Personal information
- Nationality: British
- Born: 11 May 1971 (age 55) Northampton, United Kingdom

Sport
- Country: Great Britain
- Sport: Powerlifting
- Event: -48 kg Category

Medal record
Representing Great Britain
Men's powerlifting
Paralympic Games
| Gold medal – first place | 2000 Sydney | −48 kg |
| Bronze medal – third place | 1992 Barcelona | −48 kg |
| Bronze medal – third place | 1996 Atlanta | −48 kg |
IPC World Championships
| Silver medal – second place | 1994 Uppsala | −48 kg |
| Silver medal – second place | 1998 Dubai | −48 kg |

= Anthony Peddle =

British Paralympic Powerlifter

Anthony Peddle (born 11 May 1971) was a British Paralympic powerlifter. Peddle competed in seven Summer Paralympic Games a record number for a British athlete. He won gold at the 2000 Games in Sydney and a bronze medal in both the 1992 and 1996 Games.

==Personal history==
Peddle was born in Northampton in 1971. He has spina bifida.

==Sporting career==
Peddle took up weightlifting whilst a teenager. At the age of 17 he was selected to compete for the Great Britain team at the 1988 Summer Paralympics at Seoul. Four years later he won his first Paralympic medal, a bronze in the 52kg weightlifting at Barcelona. In 1994 Peddle won silver at the IPC Powerlifting World Championships in Uppsala in the 48 kg category. He then added a second Paralympic bronze medal at the 1996 Game in Atlanta. He continued his run of medals with another second place at the 1998 IPC Powerlifting World Championships.

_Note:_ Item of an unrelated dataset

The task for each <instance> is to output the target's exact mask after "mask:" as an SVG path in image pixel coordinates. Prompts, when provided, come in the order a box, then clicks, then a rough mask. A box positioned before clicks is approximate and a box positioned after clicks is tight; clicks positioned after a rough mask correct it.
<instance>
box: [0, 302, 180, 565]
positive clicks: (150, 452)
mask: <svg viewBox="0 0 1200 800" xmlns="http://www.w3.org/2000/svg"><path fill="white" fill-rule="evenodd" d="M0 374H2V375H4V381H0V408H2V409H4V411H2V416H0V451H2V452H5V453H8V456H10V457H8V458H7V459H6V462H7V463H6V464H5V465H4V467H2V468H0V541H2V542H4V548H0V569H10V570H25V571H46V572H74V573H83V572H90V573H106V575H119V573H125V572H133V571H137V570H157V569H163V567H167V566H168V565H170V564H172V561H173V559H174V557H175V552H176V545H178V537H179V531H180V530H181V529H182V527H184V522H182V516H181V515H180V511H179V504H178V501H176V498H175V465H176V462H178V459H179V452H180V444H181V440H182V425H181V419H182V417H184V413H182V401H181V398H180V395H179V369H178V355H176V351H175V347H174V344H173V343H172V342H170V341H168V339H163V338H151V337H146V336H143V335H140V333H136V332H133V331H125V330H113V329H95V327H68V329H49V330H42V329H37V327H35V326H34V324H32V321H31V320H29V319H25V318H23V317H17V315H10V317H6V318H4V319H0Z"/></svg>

At the 2000 Summer Paralympics in Sydney, Peddle set a new world record of 168 kg in the -48 kg, winning the gold medal in the process. This would be his last major medal though Peddle would go on to compete in three more Paralympics ending his career on home soil at the 2012 Games in London. As well as representing Great Britain, Peddle took part in one Commonwealth Games as part of the England team. There he competed in the Bench Press, finishing eleventh.